然而,在许多中世纪的文学作品中,却描述了与这种贞操带有着截然相反效果的故事。许多贵族妇女都用钱买通锁匠,自己配置了钥匙,当丈夫不在身边的时候,随时可以开锁和情人性交。
在后来发现的一幅铜版画上,画着一个戴着“贞操带”的女人和一个男人,这个女人一只手伸向男人,另一只手握着钱袋似乎在恳求着什么。而这个男人手里则拿了一把钥匙,从服饰上是看应该是个锁匠。
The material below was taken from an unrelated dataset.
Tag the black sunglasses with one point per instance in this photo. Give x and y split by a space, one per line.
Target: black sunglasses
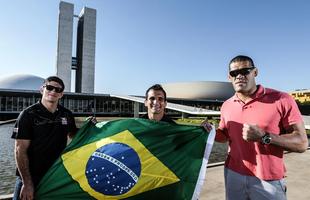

这图旁还有四句诗:“没有锁能锁住狡猾的妇人,没有爱情就没有妇女的忠贞;为了这缘故,我用你的钱买我所没有的钥匙。”
此外,我们还看到了另一幅法国的图画,画中描写的一个男子将要外出旅行,对妻子加上贞操带的情形。这图的一角画一个男子拿着钥匙,躲在帐幕的背后。
其实这些漫画或是文学作品,在古代欧洲曾经有一段时间是非常盛行的,这种“让渡钥匙”、“全能要是”也一直是欧洲讽刺剧及讽世画讥刺的题材之一。
“贞操带”做了通奸遮羞布是对男权意识的一种讽刺
其实,不论是在这些文学作品还是这些绘画作品当中,人们虽然仅是用幽默的形式对这些故事加以了描述了刻画,但是在这种深层次的意义当中,我们看到了人们是在通过这种方式对当时“贞操带”式的男权意识的批判和讽刺。
人们虽然不会对“红杏出墙”加以赞赏,但是这种非人性化的行为之外,一种大男子主义意识将一切“良”与“非良”的妇女全部禁锢在了冰冷铁具之内。我们很难想象,这是一个深爱着自己女人的丈夫所能做出来的事情。爱情似乎在这种“贞操带”中得到了永生又似乎从戴上它的那一刻起就已经调入了万丈地狱。善良的、追求人权的人们用一种极端的“破带”方式深刻地讽刺了这些无情的男人。(文/南唐)
拉伯雷的《派特克鲁儿的故事》中有一节:“我要离家时,一定会让太太戴上柏尔加摩式的锁,以免让色狼有机可乘。”这“柏尔加摩式的锁”就是贞操带。它又可以称为“威尼斯带”、“佛罗伦萨带”、“意大利带”、“维也纳带”等。